New report from the Institution of Engineering and Technology concludes there is 'no reason' why hydrogen can't safely be used in the UK gas grid
There is "no reason" why hydrogen can't be used instead of natural gas to be used for heating and cooking in people's homes, engineering experts have concluded.
Experts from five engineering institutions were tasked by the government to assess the potential risks of using hydrogen in homes and businesses around the country as a low-carbon alternative to gas.
In the resulting report released today by the Institution of Engineering and Technology (IET), the experts concluded that while upgrades to existing infrastructure such as pipes and boilers would be required, hydrogen could be used instead of natural gas to make a "significant contribution" to the UK's 2050 decarbonisation target.
Natural gas use is one of the largest sources of greenhouse gas emissions for the UK; around 85 per cent of UK homes use gas for heating and cooking.
A large chunk of those emissions could be eradicated if hydrogen replaced natural gas in the UK grid, with the experts suggesting today such a move could be completed safely.
"We are now in a position to seriously consider the viability of using hydrogen in the UK's gas grid for use by homes and businesses which could significantly contribute to the decarbonisation of the UK's energy sector," said lead author Dr Robert Sansom, of the IET.

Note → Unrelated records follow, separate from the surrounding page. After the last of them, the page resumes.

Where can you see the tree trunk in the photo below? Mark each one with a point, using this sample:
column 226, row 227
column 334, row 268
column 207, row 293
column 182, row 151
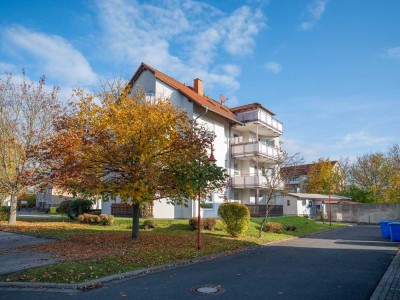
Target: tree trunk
column 13, row 210
column 135, row 221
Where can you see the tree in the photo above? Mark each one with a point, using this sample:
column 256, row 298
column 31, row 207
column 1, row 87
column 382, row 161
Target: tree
column 324, row 177
column 124, row 146
column 372, row 172
column 275, row 175
column 26, row 114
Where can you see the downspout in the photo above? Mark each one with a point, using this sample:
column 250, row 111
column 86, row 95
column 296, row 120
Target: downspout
column 194, row 208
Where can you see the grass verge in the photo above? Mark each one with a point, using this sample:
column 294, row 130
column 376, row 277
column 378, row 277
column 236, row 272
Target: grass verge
column 92, row 251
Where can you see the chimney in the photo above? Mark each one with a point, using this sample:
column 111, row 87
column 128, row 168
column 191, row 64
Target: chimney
column 198, row 86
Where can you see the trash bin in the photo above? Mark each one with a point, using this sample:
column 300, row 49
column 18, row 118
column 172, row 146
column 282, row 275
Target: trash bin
column 385, row 231
column 394, row 229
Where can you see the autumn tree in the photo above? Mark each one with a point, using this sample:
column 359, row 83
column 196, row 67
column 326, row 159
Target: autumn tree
column 26, row 113
column 119, row 144
column 324, row 177
column 372, row 172
column 275, row 174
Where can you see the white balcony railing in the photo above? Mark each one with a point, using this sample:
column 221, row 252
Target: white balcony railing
column 254, row 148
column 262, row 116
column 249, row 181
column 255, row 181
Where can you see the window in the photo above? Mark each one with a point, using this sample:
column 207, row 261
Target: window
column 236, row 169
column 208, row 203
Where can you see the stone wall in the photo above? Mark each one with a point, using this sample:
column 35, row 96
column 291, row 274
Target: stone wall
column 365, row 213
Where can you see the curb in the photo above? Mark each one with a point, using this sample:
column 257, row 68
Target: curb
column 385, row 285
column 97, row 283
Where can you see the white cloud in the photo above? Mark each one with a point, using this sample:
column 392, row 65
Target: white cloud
column 58, row 58
column 273, row 67
column 393, row 53
column 315, row 10
column 6, row 67
column 361, row 138
column 152, row 33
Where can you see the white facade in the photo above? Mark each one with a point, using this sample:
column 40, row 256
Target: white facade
column 240, row 134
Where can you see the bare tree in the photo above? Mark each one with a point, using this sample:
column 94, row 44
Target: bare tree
column 275, row 174
column 26, row 114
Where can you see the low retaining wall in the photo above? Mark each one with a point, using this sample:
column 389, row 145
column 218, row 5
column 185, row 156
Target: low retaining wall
column 365, row 213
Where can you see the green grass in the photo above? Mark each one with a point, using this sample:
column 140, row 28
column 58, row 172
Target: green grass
column 172, row 240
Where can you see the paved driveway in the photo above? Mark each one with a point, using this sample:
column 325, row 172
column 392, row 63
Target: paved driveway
column 12, row 260
column 342, row 264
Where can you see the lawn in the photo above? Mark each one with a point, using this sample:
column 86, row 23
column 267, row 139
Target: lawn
column 94, row 251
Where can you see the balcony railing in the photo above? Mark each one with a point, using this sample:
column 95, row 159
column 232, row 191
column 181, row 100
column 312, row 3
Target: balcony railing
column 254, row 148
column 261, row 116
column 249, row 181
column 253, row 181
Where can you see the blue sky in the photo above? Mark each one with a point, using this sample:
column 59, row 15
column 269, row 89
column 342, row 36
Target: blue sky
column 330, row 70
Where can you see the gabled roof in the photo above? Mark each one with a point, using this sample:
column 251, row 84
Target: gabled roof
column 302, row 169
column 251, row 107
column 203, row 101
column 322, row 197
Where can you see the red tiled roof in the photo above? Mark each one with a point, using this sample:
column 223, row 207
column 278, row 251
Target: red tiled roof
column 250, row 107
column 203, row 101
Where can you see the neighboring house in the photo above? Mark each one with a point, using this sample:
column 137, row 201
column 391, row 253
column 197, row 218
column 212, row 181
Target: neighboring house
column 52, row 197
column 297, row 183
column 241, row 133
column 300, row 204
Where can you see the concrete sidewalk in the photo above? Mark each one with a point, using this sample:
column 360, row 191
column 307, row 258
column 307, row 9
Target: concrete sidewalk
column 14, row 260
column 389, row 286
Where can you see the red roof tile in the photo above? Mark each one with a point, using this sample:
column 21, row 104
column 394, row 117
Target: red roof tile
column 203, row 101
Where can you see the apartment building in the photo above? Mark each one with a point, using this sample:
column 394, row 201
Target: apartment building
column 241, row 134
column 297, row 183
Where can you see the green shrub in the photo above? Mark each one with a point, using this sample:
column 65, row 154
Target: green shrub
column 96, row 219
column 149, row 224
column 209, row 223
column 321, row 216
column 106, row 220
column 273, row 227
column 4, row 213
column 235, row 217
column 193, row 223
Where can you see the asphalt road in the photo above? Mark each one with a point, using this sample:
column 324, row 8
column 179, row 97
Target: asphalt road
column 342, row 264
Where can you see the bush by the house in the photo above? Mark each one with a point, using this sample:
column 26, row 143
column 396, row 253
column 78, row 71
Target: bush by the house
column 4, row 213
column 235, row 217
column 96, row 219
column 209, row 223
column 291, row 228
column 106, row 220
column 149, row 224
column 273, row 227
column 81, row 206
column 193, row 223
column 65, row 207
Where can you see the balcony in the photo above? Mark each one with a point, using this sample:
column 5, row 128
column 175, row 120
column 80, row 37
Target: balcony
column 255, row 148
column 253, row 181
column 249, row 181
column 263, row 118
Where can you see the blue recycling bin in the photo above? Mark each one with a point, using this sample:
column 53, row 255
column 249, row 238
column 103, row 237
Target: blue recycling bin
column 385, row 231
column 394, row 229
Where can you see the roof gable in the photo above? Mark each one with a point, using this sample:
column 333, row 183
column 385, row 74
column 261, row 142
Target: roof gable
column 187, row 91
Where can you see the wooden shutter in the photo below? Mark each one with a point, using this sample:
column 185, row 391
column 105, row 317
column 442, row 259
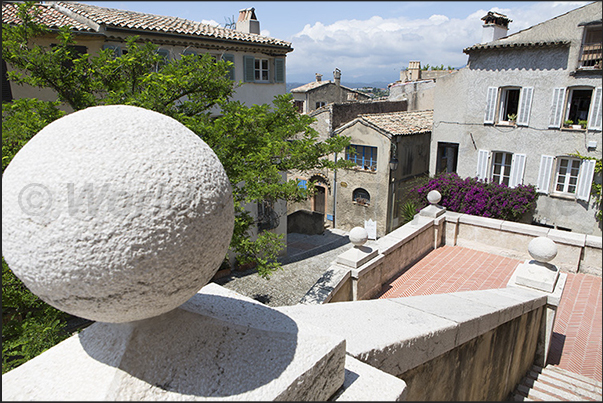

But he warned the UK would need to prepare a detailed transition programme, backed by a stable funding regime, to ensure a smooth transfer. The hydrogen would also likely be produced using natural gas, which would also require carbon capture, utilisation and storage (CCuS) infrastructure being built out.
"It is ambitious," Dr Sansom admitted. "To make a significant contribution to meeting the UK's 2050 carbon reduction target the transition to hydrogen would need to be implemented over the next 30 years. This may seem a long time but in terms of the infrastructure required and millions of homes and businesses affected it is relatively short. Action is required now and we hope that our findings and subsequent recommendations can make a significant contribution to advancing the decarbonisation of the UK."
In related news, another report on the potential of hydrogen to speed decarbonisation was released today by the International Energy Agency (IEA). It concluded that hydrogen could play a crucial role in decarbonising a range of sectors including long-haul transport, chemicals, and iron and steel, where it is proving difficult to meaningfully reduce emissions.
But it points out that producing low-carbon hydrogen is still costly, and infrastructure for distributing and burning the fuel is limited. Policy makers must ensure the market is able to address these issues if low-carbon hydrogen is to flourish, the IEA advised.